Network World recently reported Symantec has estimated CyptoLocker-style ransomware grew 700 per cent in 2014 while McAfee Labs reported a 155-per-cent growth in ransomware incidents in the last quarter of 2014. Poorly protected Windows-based personal computers are main targets but Android telephones are also extremely popular.

Unfortunately lawyers are not immune. In British Columbia, three law firms were the subject of ransomware attacks in 2014. Two resisted paying their attackers although one did pay to get back control of its files. The firms that did not pay had their data backed up on external hard drives, but had to have their systems wiped and rebuilt from the data from backups.

Interestingly, the Law Society of British Columbia, which issued a fraud alert about the CryptoWall attack, did not require these law firms to advise clients of the attacks despite the duty of confidentiality if the encrypted data was not “necessarily breached” and client files had not been accessed.

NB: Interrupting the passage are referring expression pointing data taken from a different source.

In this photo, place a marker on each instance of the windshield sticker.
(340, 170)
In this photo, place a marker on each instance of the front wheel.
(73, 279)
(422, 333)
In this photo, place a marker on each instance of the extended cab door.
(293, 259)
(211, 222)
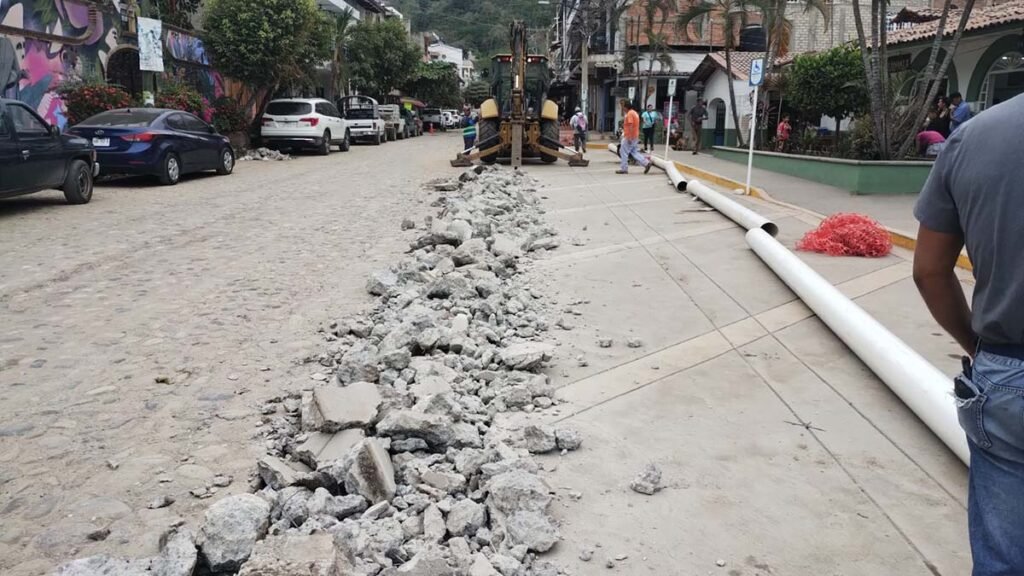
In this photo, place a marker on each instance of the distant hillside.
(480, 26)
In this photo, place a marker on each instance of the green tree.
(476, 92)
(381, 57)
(267, 44)
(435, 83)
(829, 83)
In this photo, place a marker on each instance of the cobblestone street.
(142, 331)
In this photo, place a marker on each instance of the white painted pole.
(668, 124)
(921, 385)
(750, 154)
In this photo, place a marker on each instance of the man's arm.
(934, 262)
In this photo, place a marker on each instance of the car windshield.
(126, 118)
(289, 109)
(359, 114)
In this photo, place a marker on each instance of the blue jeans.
(990, 406)
(627, 149)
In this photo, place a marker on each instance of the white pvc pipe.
(732, 209)
(728, 207)
(670, 168)
(921, 385)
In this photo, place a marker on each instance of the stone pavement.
(781, 452)
(895, 212)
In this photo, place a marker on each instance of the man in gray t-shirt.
(975, 197)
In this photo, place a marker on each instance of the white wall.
(718, 87)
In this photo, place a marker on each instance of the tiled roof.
(1007, 12)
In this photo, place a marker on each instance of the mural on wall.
(189, 60)
(32, 69)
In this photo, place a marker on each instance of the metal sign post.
(668, 121)
(757, 77)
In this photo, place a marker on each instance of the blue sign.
(757, 72)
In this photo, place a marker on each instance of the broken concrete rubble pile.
(414, 460)
(264, 154)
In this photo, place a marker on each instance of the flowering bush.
(182, 96)
(82, 100)
(848, 235)
(228, 116)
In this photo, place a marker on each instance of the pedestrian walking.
(647, 121)
(782, 133)
(972, 198)
(629, 146)
(960, 114)
(697, 115)
(579, 125)
(469, 133)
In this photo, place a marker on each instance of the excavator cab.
(518, 121)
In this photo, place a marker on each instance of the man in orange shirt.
(630, 144)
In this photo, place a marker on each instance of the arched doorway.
(122, 70)
(1004, 81)
(718, 125)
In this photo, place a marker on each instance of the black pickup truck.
(35, 156)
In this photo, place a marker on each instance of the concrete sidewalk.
(781, 452)
(895, 212)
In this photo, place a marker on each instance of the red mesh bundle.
(848, 235)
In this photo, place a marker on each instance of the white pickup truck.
(364, 117)
(393, 122)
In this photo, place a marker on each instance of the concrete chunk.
(279, 475)
(230, 529)
(370, 472)
(338, 408)
(297, 554)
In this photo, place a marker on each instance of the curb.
(901, 239)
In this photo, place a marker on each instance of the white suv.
(304, 123)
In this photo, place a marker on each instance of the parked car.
(304, 124)
(35, 156)
(166, 144)
(433, 117)
(413, 122)
(394, 122)
(364, 117)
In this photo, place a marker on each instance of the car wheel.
(325, 148)
(170, 172)
(226, 165)
(78, 183)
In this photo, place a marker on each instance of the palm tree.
(342, 29)
(731, 15)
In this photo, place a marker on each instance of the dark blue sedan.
(166, 144)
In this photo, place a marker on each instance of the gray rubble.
(408, 461)
(648, 481)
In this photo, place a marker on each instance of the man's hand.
(934, 262)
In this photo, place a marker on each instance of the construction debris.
(648, 481)
(264, 154)
(409, 460)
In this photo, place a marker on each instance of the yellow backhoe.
(518, 121)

I personally find this position highly unsettling and would expect that clients would wish (and expect) to know of these attacks, if only to take further steps to protect their highly confidential information and because any hacker that had the technological ability to access the file system to encrypt it in the first place would surely be able to access the content of files. However, the private sector B.C. Personal Information Protection Act does not have mandatory data breach notification requirements. It is not surprising the law firms in question didn’t notify B.C.’s Information and Privacy Commissioner (or their clients), even if this outcome is disappointing.

One study has found approximately 40 per cent of victims of ransomware attacks end up paying, if only because the process of trying to decrypt the file on their own or using a security expert is so laborious. Most hackers usually keep their word and provide the decryption keys to unlock the data. Moreover, as the perpetrators seem to be business oriented by keeping the ransom price within a reasonable range (usually around US$300-800), many victims calculate it is ultimately cheaper (and easier) to pay than hire professionals to decrypt the files.

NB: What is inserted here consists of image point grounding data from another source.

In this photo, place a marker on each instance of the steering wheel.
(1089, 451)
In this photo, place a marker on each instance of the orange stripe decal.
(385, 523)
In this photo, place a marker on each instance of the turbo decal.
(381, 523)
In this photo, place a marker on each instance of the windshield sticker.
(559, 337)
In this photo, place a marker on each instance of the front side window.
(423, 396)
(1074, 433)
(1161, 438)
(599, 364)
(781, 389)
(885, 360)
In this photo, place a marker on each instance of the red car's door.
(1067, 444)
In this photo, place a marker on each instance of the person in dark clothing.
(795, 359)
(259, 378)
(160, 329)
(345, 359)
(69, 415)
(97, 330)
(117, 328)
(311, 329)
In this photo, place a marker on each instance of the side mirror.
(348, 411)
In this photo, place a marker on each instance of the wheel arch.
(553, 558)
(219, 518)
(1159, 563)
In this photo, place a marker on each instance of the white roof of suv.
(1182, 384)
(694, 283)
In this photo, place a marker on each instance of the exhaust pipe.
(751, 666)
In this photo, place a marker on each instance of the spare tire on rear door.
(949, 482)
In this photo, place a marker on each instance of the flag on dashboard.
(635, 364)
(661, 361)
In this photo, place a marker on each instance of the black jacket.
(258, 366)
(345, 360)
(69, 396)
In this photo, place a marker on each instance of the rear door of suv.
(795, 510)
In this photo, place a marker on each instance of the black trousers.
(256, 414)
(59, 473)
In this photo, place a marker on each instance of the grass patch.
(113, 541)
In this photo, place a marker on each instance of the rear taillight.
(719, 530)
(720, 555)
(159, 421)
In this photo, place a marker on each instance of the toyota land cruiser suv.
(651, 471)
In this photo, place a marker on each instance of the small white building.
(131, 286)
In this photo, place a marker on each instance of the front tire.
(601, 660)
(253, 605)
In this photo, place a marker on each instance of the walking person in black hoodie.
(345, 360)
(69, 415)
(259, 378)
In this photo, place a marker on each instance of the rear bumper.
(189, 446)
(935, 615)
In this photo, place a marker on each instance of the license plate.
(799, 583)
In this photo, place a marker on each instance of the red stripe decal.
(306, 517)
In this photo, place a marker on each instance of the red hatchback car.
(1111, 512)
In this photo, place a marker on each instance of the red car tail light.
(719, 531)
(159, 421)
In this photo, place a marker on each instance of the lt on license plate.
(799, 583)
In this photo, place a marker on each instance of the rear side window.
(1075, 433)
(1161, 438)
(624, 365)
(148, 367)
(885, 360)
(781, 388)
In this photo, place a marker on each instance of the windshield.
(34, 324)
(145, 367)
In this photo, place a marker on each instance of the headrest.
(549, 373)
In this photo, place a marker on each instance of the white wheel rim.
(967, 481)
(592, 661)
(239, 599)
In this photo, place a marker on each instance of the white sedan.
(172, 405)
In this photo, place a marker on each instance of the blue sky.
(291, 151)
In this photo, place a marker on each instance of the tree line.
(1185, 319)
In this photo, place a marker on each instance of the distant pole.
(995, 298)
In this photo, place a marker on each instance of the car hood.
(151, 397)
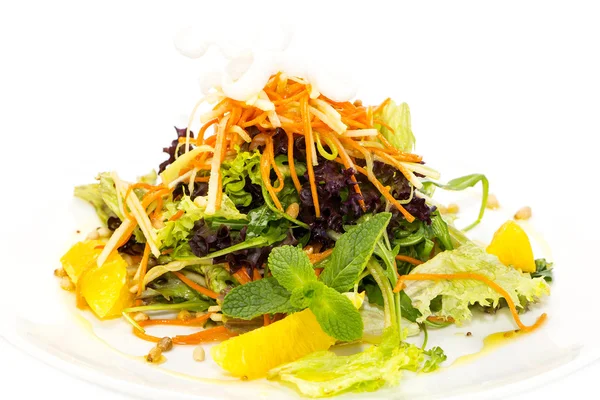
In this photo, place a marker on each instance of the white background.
(100, 85)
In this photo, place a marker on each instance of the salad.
(291, 223)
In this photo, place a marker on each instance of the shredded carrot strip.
(127, 235)
(195, 286)
(143, 269)
(176, 322)
(309, 161)
(408, 259)
(265, 172)
(386, 193)
(242, 276)
(255, 121)
(382, 105)
(291, 162)
(278, 173)
(317, 257)
(348, 164)
(177, 215)
(200, 139)
(208, 335)
(468, 275)
(256, 274)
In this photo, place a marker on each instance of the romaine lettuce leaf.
(324, 373)
(397, 118)
(458, 295)
(234, 175)
(174, 232)
(102, 196)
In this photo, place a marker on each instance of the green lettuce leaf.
(324, 373)
(458, 295)
(234, 174)
(102, 196)
(397, 118)
(174, 232)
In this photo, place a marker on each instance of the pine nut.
(165, 344)
(293, 210)
(199, 354)
(59, 272)
(184, 315)
(154, 355)
(216, 317)
(140, 316)
(524, 213)
(66, 284)
(214, 308)
(452, 208)
(492, 202)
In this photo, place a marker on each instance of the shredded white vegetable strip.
(114, 240)
(182, 178)
(242, 133)
(422, 169)
(213, 182)
(139, 214)
(190, 120)
(334, 124)
(360, 133)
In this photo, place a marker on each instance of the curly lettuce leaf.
(458, 295)
(234, 174)
(175, 232)
(324, 373)
(397, 118)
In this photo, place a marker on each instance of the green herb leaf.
(543, 269)
(335, 313)
(253, 299)
(463, 183)
(352, 252)
(436, 357)
(291, 267)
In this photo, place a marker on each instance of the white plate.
(107, 352)
(107, 99)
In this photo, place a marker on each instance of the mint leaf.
(352, 251)
(302, 297)
(291, 267)
(253, 299)
(436, 357)
(336, 314)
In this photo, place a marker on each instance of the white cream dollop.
(255, 57)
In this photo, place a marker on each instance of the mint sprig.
(294, 285)
(352, 252)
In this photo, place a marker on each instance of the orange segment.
(253, 354)
(106, 289)
(80, 257)
(511, 245)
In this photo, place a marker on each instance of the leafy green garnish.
(265, 296)
(436, 357)
(325, 374)
(463, 183)
(335, 313)
(458, 295)
(543, 269)
(397, 118)
(234, 174)
(291, 267)
(352, 252)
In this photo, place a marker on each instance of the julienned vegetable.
(275, 227)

One strain of ransomware called OphionLocker is even designed to recognize the devices it had infected in the past so it doesn’t demand payment from the same victims repeatedly. Honour amongst thieves?

How to protect against this scourge? Think before you click.

•    Ensure your anti-virus and malware software is up-to-date and includes ransomware-related protection.
•    Be suspicious of attachments that you don’t recognize and download only from trusted sources.
•    Don’t click on any pdf attachment with a “pdf.exe” extension at the end of the file name, which may be a dangerous executable file.
•    Restrict the ability of users to download and install software to prevent malware from being inadvertently installed.
•    Back up your computers on an external hard drive and unplug/disconnect it from your computer.
•    If you use backup software that backs up to the cloud, you may be able to restore from the cloud backup if it has not been infected.
•    Ensure your IT systems meets current protection and backup best standards.
•    Lastly, consider cyber-liability insurance to mitigate against these risks.

The Law Society of Upper Canada has an interesting podcast on this subject on its web site.